Se sintió rejuvenecido, liberado de las sombras de tantos años.
Preparó los obsequios y regalos para O Zhouxi, se despidió de ella en la entrada del huerto con una taza de té calmado, conversando brevemente con su suegra antes de marcharse.
Su suegra fue a su estudio.
Al ver que Doudiao Ying estaba escribiendo, suspiró y se dirigió al cuarto de O Zhouxi.
—¿Has recogido todo lo necesario para tu viaje?O Zhouxi parecía indiferente.
—Esta es la residencia de mi suegra.
Si pierdo algo, mi suegra me ayudará a recuperarlo.
Tiene una gran finca en la Provincia de Hubei.
Podemos enviarla con ella.
La cara de su suegra se ensombreció.
Justo cuando entraba Song Yan, quien bromeó: —No te preocupes, Madre, yo me encargaré de que nada quede aquí.
O Zhouxi sonrió a Doudiao Ying.
Su suegra no pudo evitar reír y asintió con la cabeza.
Gracias a Song Yan.
Él había crecido comiendo el pan de otros, era cuidadoso y precavido.
Eso compensaba los errores de su hija, que era impulsiva.
Esta boda resultó ser una buena elección.
Quien no está en celos, ni ciego.
Se fue a la sala.
Doudiao Zhaowei despidió a su suegra y comenzó a preparar el matrimonio de Sulan.
Preparó un trousseau igual al de Su Xin para ella.
Chen Hei estaba inquieto.
Se ofreció a rechazar ese trousseau: —El Príncipe está en la penuria, y estoy sirviendo a mi Señora.

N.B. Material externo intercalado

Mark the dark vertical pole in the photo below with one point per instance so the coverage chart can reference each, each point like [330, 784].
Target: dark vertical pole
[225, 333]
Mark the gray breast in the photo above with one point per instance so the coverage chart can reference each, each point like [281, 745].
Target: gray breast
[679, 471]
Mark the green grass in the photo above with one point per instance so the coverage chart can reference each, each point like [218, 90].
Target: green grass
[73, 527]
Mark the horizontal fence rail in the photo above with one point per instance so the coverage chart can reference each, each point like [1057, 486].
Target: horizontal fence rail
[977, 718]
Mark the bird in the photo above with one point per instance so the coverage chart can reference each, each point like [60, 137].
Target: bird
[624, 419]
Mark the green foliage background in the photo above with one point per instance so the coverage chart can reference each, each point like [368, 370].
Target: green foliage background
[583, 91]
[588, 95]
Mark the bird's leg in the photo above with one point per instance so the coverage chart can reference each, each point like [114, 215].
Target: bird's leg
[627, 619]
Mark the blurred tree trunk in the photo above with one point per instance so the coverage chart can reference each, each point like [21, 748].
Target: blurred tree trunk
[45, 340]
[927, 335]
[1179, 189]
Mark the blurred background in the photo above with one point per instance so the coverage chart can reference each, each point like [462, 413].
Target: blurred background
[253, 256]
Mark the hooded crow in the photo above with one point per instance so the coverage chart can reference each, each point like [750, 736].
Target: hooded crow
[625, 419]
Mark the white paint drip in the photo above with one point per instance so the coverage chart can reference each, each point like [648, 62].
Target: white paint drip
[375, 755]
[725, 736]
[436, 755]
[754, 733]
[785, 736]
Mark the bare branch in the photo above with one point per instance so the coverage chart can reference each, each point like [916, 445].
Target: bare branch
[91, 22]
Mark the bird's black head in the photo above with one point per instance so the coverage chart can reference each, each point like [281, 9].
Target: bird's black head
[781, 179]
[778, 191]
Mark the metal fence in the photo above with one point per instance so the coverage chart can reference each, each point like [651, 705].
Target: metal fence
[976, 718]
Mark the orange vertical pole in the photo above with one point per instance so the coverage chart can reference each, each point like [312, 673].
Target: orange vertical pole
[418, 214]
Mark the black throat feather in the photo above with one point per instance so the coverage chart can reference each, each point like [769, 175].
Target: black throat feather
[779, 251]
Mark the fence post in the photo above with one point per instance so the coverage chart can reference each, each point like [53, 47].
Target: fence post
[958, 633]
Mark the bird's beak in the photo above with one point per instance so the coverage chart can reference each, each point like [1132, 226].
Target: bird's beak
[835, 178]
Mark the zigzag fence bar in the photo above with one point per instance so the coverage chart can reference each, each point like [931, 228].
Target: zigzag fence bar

Pero soy el hermano de leche del Príncipe, por lo que no es necesario.
Sin embargo, Sulan negó con la cabeza.
Dijo: —Si un anciano te da algo, no debes rechazarlo.
El obsequio también debe ser recibido con agradecimiento.
Solo hay que recordar cómo nos trató ese hombre para aprender a comportarnos y a tomar decisiones.
Chen Hei nunca pensó que Sulan, tan despreocupada, pudiera hablar de estos asuntos con tanta sabiduría.
La miró con otros ojos y dejó de tratarla como una niña ingenua, mostrándole respeto.
Su suegra vio a Chen Hei contento y pensó en la muerte de Chen Tao.
Entendió que el destino es incierto y trató más amablemente a Su Xin.
Después del matrimonio de Sulan, vivía una vida feliz, lo cual sorprendió a Doudiao Zhaowei.
Sin embargo, ella no lo sabía.
El día antes de la boda de Sulan, Lü Zheng enviaba a dos doncellas para llevar a Song Han.